9. The administrator interface module of claim 7, wherein the administrator interface module comprises a website for displaying user ordering information and feedback content to an administrator, and a camera of the FDR robot monitors restaurant environment, and a network formed by the administrator interface module comprises three parts, and the three parts are used for sending data, receiving data, and interconnecting all devices put in a database, and the raspberry pi is used as a communication center of an internal network and connected to the android app, which is connected to the robot, and the database is connected through a WiFi network of the same raspberry pi.

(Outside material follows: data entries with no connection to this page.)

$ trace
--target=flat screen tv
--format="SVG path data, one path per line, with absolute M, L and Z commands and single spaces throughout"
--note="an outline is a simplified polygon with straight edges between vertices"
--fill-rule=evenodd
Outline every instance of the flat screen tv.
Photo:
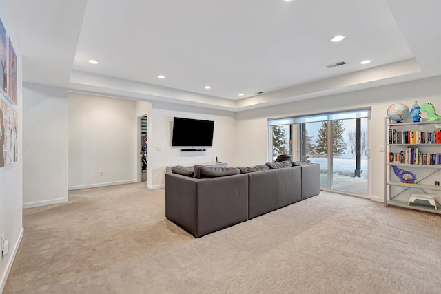
M 214 122 L 175 117 L 173 119 L 173 147 L 212 147 Z

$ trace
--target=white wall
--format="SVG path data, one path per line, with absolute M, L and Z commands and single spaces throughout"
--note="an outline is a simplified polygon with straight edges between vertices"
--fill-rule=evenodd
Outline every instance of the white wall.
M 154 103 L 149 120 L 149 188 L 165 187 L 165 167 L 185 164 L 207 163 L 216 161 L 236 165 L 236 114 L 205 108 Z M 205 151 L 181 152 L 172 147 L 173 118 L 201 119 L 214 121 L 213 147 Z
M 0 3 L 0 19 L 10 38 L 17 59 L 17 105 L 12 108 L 18 115 L 17 142 L 19 158 L 15 162 L 0 168 L 0 237 L 4 234 L 9 242 L 9 253 L 0 254 L 0 293 L 3 291 L 14 257 L 23 235 L 22 222 L 22 167 L 23 167 L 23 98 L 22 59 L 20 48 L 10 27 L 3 6 Z
M 136 101 L 68 93 L 68 114 L 69 189 L 136 182 Z
M 68 201 L 66 90 L 25 83 L 23 114 L 23 207 Z
M 368 127 L 371 149 L 369 176 L 372 183 L 369 196 L 372 200 L 382 200 L 384 153 L 379 152 L 379 148 L 384 145 L 384 117 L 387 107 L 392 103 L 403 103 L 411 108 L 414 101 L 418 101 L 420 105 L 424 102 L 431 102 L 438 109 L 438 114 L 441 113 L 439 85 L 441 85 L 441 76 L 239 112 L 236 127 L 236 164 L 254 165 L 267 162 L 267 118 L 371 107 L 371 119 Z M 422 116 L 425 117 L 423 113 Z M 248 147 L 250 145 L 253 147 L 251 150 Z

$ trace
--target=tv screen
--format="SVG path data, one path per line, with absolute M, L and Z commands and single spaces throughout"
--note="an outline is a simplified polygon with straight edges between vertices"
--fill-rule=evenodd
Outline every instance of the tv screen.
M 175 117 L 173 119 L 173 147 L 212 147 L 214 122 Z

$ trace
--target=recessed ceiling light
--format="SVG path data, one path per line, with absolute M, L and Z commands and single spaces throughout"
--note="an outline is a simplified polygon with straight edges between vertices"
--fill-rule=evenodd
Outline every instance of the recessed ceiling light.
M 331 42 L 340 42 L 340 41 L 342 41 L 343 39 L 346 38 L 346 36 L 342 36 L 342 35 L 339 35 L 339 36 L 336 36 L 334 38 L 332 38 L 331 39 Z

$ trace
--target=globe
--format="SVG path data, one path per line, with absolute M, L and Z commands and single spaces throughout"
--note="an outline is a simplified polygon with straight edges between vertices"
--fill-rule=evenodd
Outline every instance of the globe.
M 387 116 L 398 123 L 401 123 L 409 112 L 407 105 L 402 103 L 392 104 L 387 108 Z

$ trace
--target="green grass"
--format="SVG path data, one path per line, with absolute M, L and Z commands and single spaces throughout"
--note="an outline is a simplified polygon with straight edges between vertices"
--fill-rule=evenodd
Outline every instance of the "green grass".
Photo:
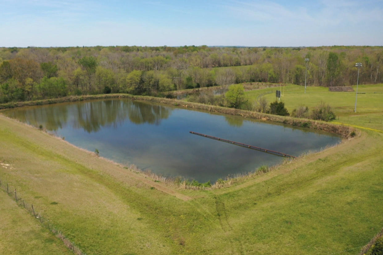
M 353 86 L 356 90 L 356 86 Z M 275 100 L 276 88 L 269 88 L 247 91 L 245 93 L 252 101 L 264 96 L 270 102 Z M 282 88 L 283 90 L 283 87 Z M 281 100 L 289 112 L 301 106 L 312 109 L 321 101 L 328 104 L 334 109 L 337 116 L 335 122 L 383 130 L 383 84 L 361 85 L 358 86 L 357 112 L 354 112 L 355 92 L 333 92 L 328 88 L 308 87 L 296 85 L 285 86 L 284 96 Z
M 0 205 L 0 254 L 73 254 L 2 190 Z
M 331 94 L 309 87 L 305 96 L 290 86 L 283 99 L 289 111 Z M 368 116 L 375 108 L 381 114 L 371 87 L 365 86 L 369 92 L 357 114 Z M 247 93 L 255 99 L 268 89 Z M 332 94 L 330 104 L 341 117 L 354 116 L 345 95 Z M 369 104 L 364 109 L 363 100 Z M 166 192 L 162 183 L 144 182 L 140 174 L 1 115 L 0 141 L 0 162 L 14 167 L 0 169 L 0 178 L 87 254 L 329 254 L 364 245 L 383 226 L 381 133 L 362 130 L 336 147 L 229 188 Z

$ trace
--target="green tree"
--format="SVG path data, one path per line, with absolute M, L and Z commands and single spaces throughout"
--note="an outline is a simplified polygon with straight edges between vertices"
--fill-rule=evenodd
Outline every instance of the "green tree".
M 228 106 L 239 108 L 246 101 L 245 89 L 242 84 L 233 84 L 225 94 Z
M 68 94 L 67 83 L 62 77 L 44 77 L 38 85 L 38 89 L 42 98 L 59 97 Z
M 133 70 L 126 76 L 126 91 L 128 93 L 132 93 L 135 91 L 139 91 L 140 89 L 140 81 L 142 71 Z
M 59 68 L 57 65 L 54 65 L 52 62 L 42 63 L 40 67 L 44 73 L 44 76 L 50 78 L 57 76 L 57 71 Z
M 161 91 L 167 91 L 174 89 L 174 84 L 172 82 L 172 79 L 165 74 L 159 75 L 159 86 Z
M 290 115 L 287 109 L 285 108 L 285 103 L 280 101 L 275 101 L 270 103 L 270 113 L 272 114 L 288 116 Z
M 88 84 L 89 85 L 89 91 L 93 90 L 92 88 L 92 78 L 96 72 L 96 67 L 98 64 L 97 60 L 94 57 L 84 57 L 79 60 L 79 63 L 85 69 L 88 76 Z
M 327 60 L 327 80 L 329 86 L 334 85 L 334 81 L 339 74 L 338 67 L 339 57 L 338 54 L 334 52 L 329 53 Z

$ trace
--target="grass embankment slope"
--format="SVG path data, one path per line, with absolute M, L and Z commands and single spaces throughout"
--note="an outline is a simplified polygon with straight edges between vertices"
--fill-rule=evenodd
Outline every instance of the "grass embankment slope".
M 88 254 L 329 254 L 365 245 L 383 225 L 381 133 L 198 191 L 174 190 L 1 115 L 0 140 L 0 161 L 14 167 L 0 177 Z
M 352 86 L 356 91 L 356 86 Z M 264 95 L 268 101 L 275 100 L 277 88 L 269 88 L 245 92 L 250 100 L 255 100 Z M 281 89 L 283 92 L 283 88 Z M 383 84 L 358 86 L 357 112 L 354 112 L 355 92 L 334 92 L 328 88 L 308 87 L 297 85 L 285 86 L 284 96 L 281 100 L 289 112 L 302 106 L 312 109 L 321 101 L 333 107 L 337 119 L 333 122 L 383 130 Z M 363 94 L 361 94 L 363 93 Z
M 73 254 L 2 190 L 0 205 L 0 254 Z

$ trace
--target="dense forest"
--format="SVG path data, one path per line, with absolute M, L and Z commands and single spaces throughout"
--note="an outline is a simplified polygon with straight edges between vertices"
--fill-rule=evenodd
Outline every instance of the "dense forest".
M 0 48 L 0 103 L 70 95 L 170 90 L 247 82 L 383 82 L 383 47 Z

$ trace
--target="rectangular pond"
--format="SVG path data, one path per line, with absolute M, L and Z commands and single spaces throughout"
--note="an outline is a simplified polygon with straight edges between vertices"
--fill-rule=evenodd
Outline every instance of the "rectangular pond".
M 339 143 L 338 135 L 147 102 L 115 99 L 1 112 L 123 164 L 214 182 L 284 158 L 191 134 L 193 131 L 295 156 Z

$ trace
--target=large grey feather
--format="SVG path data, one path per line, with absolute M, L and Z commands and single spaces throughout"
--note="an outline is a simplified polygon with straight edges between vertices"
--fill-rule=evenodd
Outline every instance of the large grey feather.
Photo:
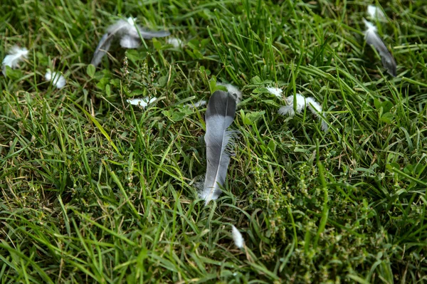
M 221 90 L 214 93 L 208 102 L 206 122 L 206 176 L 199 196 L 207 204 L 221 193 L 230 163 L 229 143 L 235 132 L 227 130 L 236 114 L 236 100 L 230 93 Z
M 381 61 L 383 66 L 387 70 L 387 72 L 396 77 L 396 61 L 393 56 L 390 53 L 387 47 L 384 44 L 382 39 L 376 33 L 376 28 L 371 23 L 364 19 L 367 31 L 365 33 L 365 40 L 367 43 L 374 46 L 381 56 Z
M 107 28 L 107 33 L 104 34 L 100 41 L 92 58 L 91 64 L 97 66 L 102 57 L 110 49 L 113 41 L 120 38 L 120 46 L 125 48 L 136 48 L 139 46 L 141 38 L 162 38 L 170 35 L 167 31 L 147 31 L 139 25 L 131 23 L 133 20 L 119 20 Z

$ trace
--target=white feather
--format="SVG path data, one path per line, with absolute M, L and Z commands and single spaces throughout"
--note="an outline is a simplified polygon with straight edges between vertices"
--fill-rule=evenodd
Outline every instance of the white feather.
M 225 83 L 217 83 L 216 85 L 220 86 L 224 86 L 227 88 L 227 90 L 236 100 L 236 104 L 238 105 L 242 100 L 242 92 L 235 85 L 231 84 L 226 84 Z
M 372 23 L 363 19 L 365 26 L 367 27 L 364 31 L 364 38 L 367 41 L 367 43 L 374 46 L 379 56 L 381 56 L 381 61 L 383 63 L 383 66 L 387 70 L 387 72 L 396 77 L 396 61 L 394 58 L 390 53 L 387 47 L 383 42 L 382 39 L 376 33 L 376 27 Z
M 282 89 L 275 87 L 267 87 L 267 90 L 270 94 L 274 95 L 279 98 L 282 98 L 282 93 L 283 92 Z
M 236 101 L 227 92 L 216 90 L 208 102 L 205 120 L 206 133 L 206 175 L 199 196 L 207 205 L 218 199 L 226 181 L 230 163 L 230 151 L 236 131 L 227 129 L 236 115 Z
M 386 15 L 384 15 L 383 11 L 374 5 L 368 5 L 367 12 L 373 20 L 377 20 L 380 21 L 384 21 L 386 20 Z
M 6 76 L 6 66 L 9 66 L 14 69 L 19 66 L 19 63 L 23 61 L 28 57 L 28 51 L 26 48 L 19 48 L 19 46 L 13 46 L 9 53 L 3 59 L 2 71 L 3 75 Z
M 233 234 L 233 240 L 234 241 L 234 244 L 238 248 L 242 248 L 245 246 L 245 240 L 242 236 L 241 232 L 234 226 L 234 225 L 231 225 L 231 233 Z
M 154 102 L 156 100 L 157 98 L 152 98 L 151 99 L 149 99 L 148 97 L 144 97 L 136 99 L 129 99 L 126 100 L 126 101 L 132 105 L 139 105 L 142 108 L 145 108 L 148 105 Z
M 172 44 L 175 48 L 182 47 L 182 41 L 176 38 L 169 38 L 166 41 L 168 44 Z
M 188 106 L 190 108 L 197 108 L 197 107 L 200 107 L 203 105 L 206 105 L 206 100 L 199 100 L 199 102 L 196 102 L 194 103 L 189 103 L 185 105 L 186 106 Z
M 137 48 L 139 47 L 139 40 L 129 36 L 123 36 L 120 38 L 120 46 L 124 48 Z
M 136 18 L 120 19 L 107 28 L 101 38 L 92 58 L 91 64 L 97 66 L 102 57 L 108 52 L 112 42 L 117 38 L 120 40 L 120 46 L 125 48 L 137 48 L 139 47 L 141 37 L 143 38 L 161 38 L 169 36 L 167 31 L 150 31 L 135 23 Z
M 308 109 L 312 112 L 312 113 L 316 115 L 319 120 L 320 120 L 322 124 L 322 130 L 325 132 L 327 132 L 329 127 L 327 122 L 322 117 L 322 116 L 325 117 L 325 115 L 322 112 L 322 105 L 316 102 L 313 98 L 309 97 L 306 99 L 302 95 L 299 93 L 295 95 L 295 108 L 297 112 L 300 113 L 306 106 L 308 107 Z M 294 110 L 294 96 L 290 95 L 289 97 L 286 98 L 286 102 L 289 104 L 289 105 L 285 105 L 280 107 L 278 113 L 282 115 L 289 115 L 290 117 L 294 116 L 295 115 L 295 112 Z M 320 115 L 322 115 L 322 116 Z
M 57 89 L 63 88 L 67 83 L 64 76 L 59 72 L 51 72 L 49 69 L 46 70 L 45 79 L 48 82 L 52 81 L 52 85 L 54 85 Z

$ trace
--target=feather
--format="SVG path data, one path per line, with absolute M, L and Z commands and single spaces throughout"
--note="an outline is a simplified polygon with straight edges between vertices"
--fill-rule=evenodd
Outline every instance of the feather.
M 104 55 L 108 52 L 112 43 L 117 38 L 120 40 L 120 46 L 125 48 L 137 48 L 139 47 L 141 38 L 162 38 L 167 36 L 170 33 L 167 31 L 150 31 L 135 24 L 135 19 L 119 20 L 107 28 L 107 33 L 102 36 L 98 43 L 90 64 L 97 66 Z
M 226 87 L 228 93 L 234 98 L 234 100 L 236 100 L 236 105 L 242 100 L 242 92 L 241 92 L 235 85 L 226 84 L 224 83 L 217 83 L 216 85 Z
M 376 33 L 376 27 L 371 22 L 363 19 L 367 30 L 364 31 L 367 43 L 375 48 L 381 56 L 383 66 L 387 70 L 389 74 L 396 77 L 396 61 L 387 49 L 382 39 Z
M 301 94 L 295 95 L 295 103 L 296 103 L 296 111 L 298 113 L 300 113 L 305 107 L 308 107 L 308 109 L 316 115 L 319 120 L 321 121 L 322 124 L 322 130 L 325 132 L 327 131 L 329 126 L 327 122 L 323 120 L 322 116 L 320 114 L 322 114 L 323 117 L 325 115 L 322 112 L 322 106 L 316 102 L 316 100 L 311 97 L 307 98 L 307 99 L 304 98 L 304 96 Z M 294 110 L 294 96 L 290 95 L 286 98 L 286 102 L 288 105 L 283 106 L 279 109 L 278 113 L 282 115 L 289 115 L 292 117 L 295 115 L 295 112 Z
M 281 89 L 274 87 L 267 87 L 267 90 L 272 95 L 280 98 L 282 98 L 282 93 L 283 92 Z
M 139 47 L 139 40 L 130 36 L 123 36 L 120 38 L 120 46 L 123 48 L 137 48 Z
M 182 41 L 176 38 L 169 38 L 166 41 L 168 44 L 172 44 L 175 48 L 182 47 Z
M 206 122 L 206 175 L 201 199 L 208 204 L 221 193 L 220 189 L 226 181 L 230 163 L 230 148 L 236 132 L 227 130 L 234 120 L 236 100 L 226 92 L 217 90 L 208 102 L 205 120 Z
M 3 75 L 6 76 L 6 66 L 14 69 L 19 65 L 19 63 L 23 61 L 28 57 L 28 51 L 26 48 L 20 48 L 19 46 L 13 46 L 9 53 L 4 57 L 2 63 Z
M 386 21 L 386 15 L 384 15 L 383 11 L 374 5 L 368 5 L 367 12 L 368 13 L 368 14 L 372 20 L 376 20 L 380 21 Z
M 139 105 L 142 108 L 145 108 L 148 105 L 152 103 L 157 99 L 157 98 L 152 98 L 151 99 L 149 99 L 148 97 L 144 97 L 142 98 L 129 99 L 126 100 L 126 101 L 132 105 Z
M 199 100 L 199 102 L 196 102 L 194 103 L 189 103 L 185 105 L 188 106 L 190 108 L 197 108 L 197 107 L 200 107 L 203 105 L 205 105 L 206 104 L 206 101 L 201 100 Z
M 57 89 L 62 89 L 67 83 L 64 76 L 60 75 L 59 72 L 52 72 L 50 69 L 46 70 L 45 79 L 48 82 L 52 81 L 52 84 L 54 85 Z
M 233 225 L 231 225 L 231 233 L 233 234 L 234 244 L 238 248 L 242 248 L 243 246 L 245 246 L 245 240 L 243 239 L 241 233 Z

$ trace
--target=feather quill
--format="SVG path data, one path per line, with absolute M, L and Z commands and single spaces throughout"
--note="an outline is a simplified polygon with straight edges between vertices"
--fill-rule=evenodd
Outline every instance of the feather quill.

10. Use of an embedded robot according to claim 1, characterized in that the FDR robot method comprises the following steps:

a. a user logs in a mobile phone APP to order;

b. the user enters the movement range of the FDR robot;

detecting the human face in the feasible range by the FDR robot;

d. when the FDR detects a person, the robot sends a voice message and requests a user to show the mobile phone of the user;

e. if the FDR robot recognizes this color from the cell phone, it speaks the relevant instruction;

f. after the user finishes ordering, the mobile phone APP pushes the data to the FDR server background.